Honor vomitaba encima de Grace, en las mantas, en el suelo de su minúsculo camarote, en una palangana esmaltada. Devolvía aunque no le quedaba nada dentro; como un mago, su cuerpo sacaba algo de la nada, y después de cada acceso se sentía igual de mal. Cuando llegaron al Atlántico y el barco empezó con el continuo subir y bajar por el oleaje, siguió vomitando. Grace también se puso enferma, como muchos otros pasajeros, durante unos días, hasta que se acostumbraron al nuevo ritmo del barco.
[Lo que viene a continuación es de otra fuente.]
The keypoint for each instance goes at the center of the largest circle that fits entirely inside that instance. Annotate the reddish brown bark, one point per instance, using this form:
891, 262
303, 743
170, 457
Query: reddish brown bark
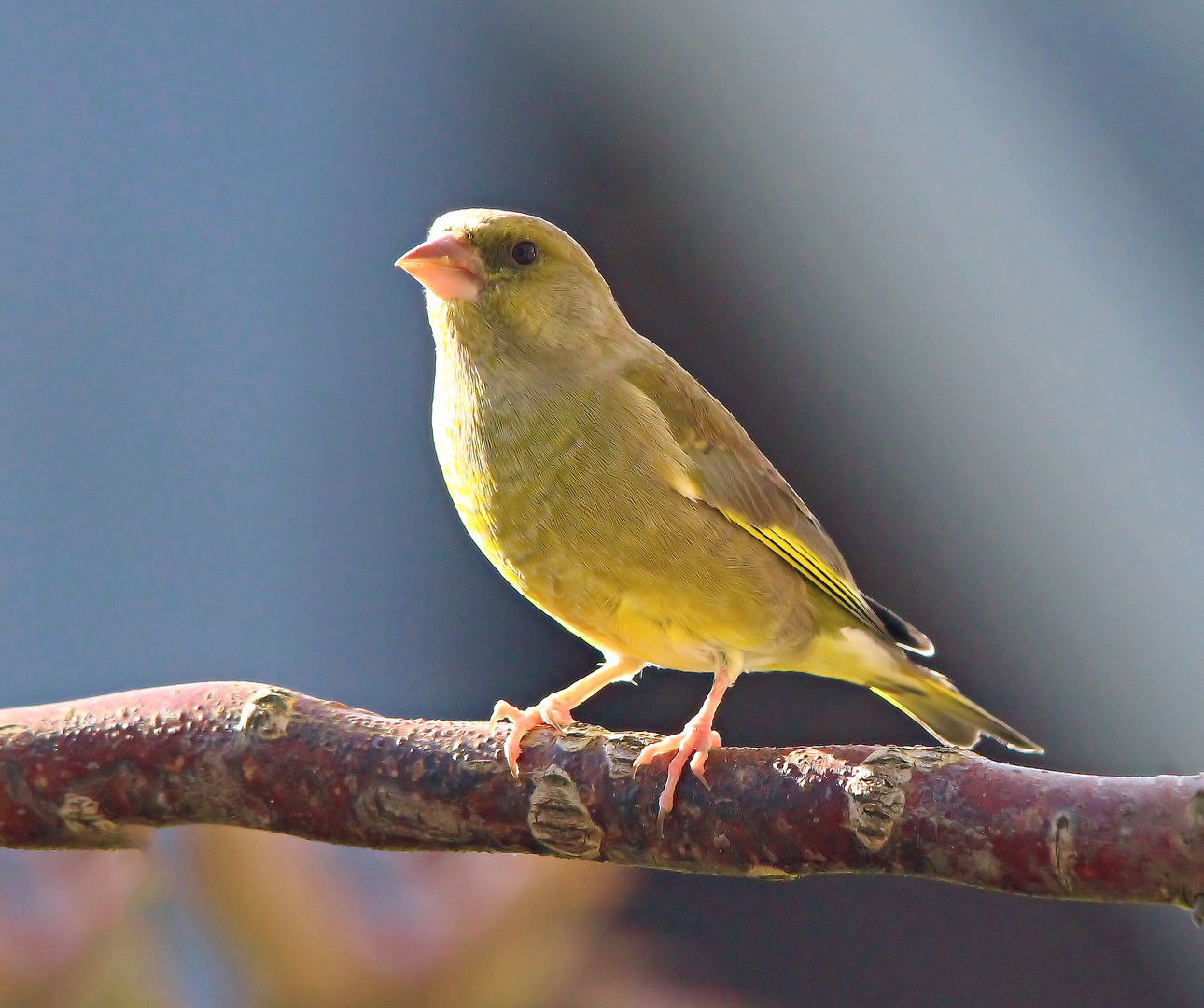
250, 755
Honor no logró habituarse; las náuseas no la abandonaron durante el mes que duró la travesía.

Si Grace no estaba mareada, cuidaba de Honor; enjuagaba las sábanas, vaciaba la palangana, le llevaba caldo y galletas, le leía la Biblia o los pocos libros que se habían llevado: Mansfield Park, La vieja tienda de curiosidades, Martin Chuzzlewit… Para distraerla le hablaba de América, tratando de que pensara en lo que tenían por delante en lugar de la lobreguez del momento presente. «¿Qué preferirías ver, un oso o un lobo? —le preguntaba, y ella misma contestaba a su pregunta—: Yo creo que un oso, porque los lobos son como perros grandotes, pero un oso solo se parece a un oso. Y en qué preferirías viajar, ¿en barco de vapor o en tren?»

Ante la sola idea de otro barco, Honor soltaba un gemido. «Sí, en tren —concedía Grace—. Ojalá hubiera tren desde Nueva York hasta Ohio. Algún día lo habrá. Pero fíjate, Honor: ¡dentro de poco estaremos en Nueva York!»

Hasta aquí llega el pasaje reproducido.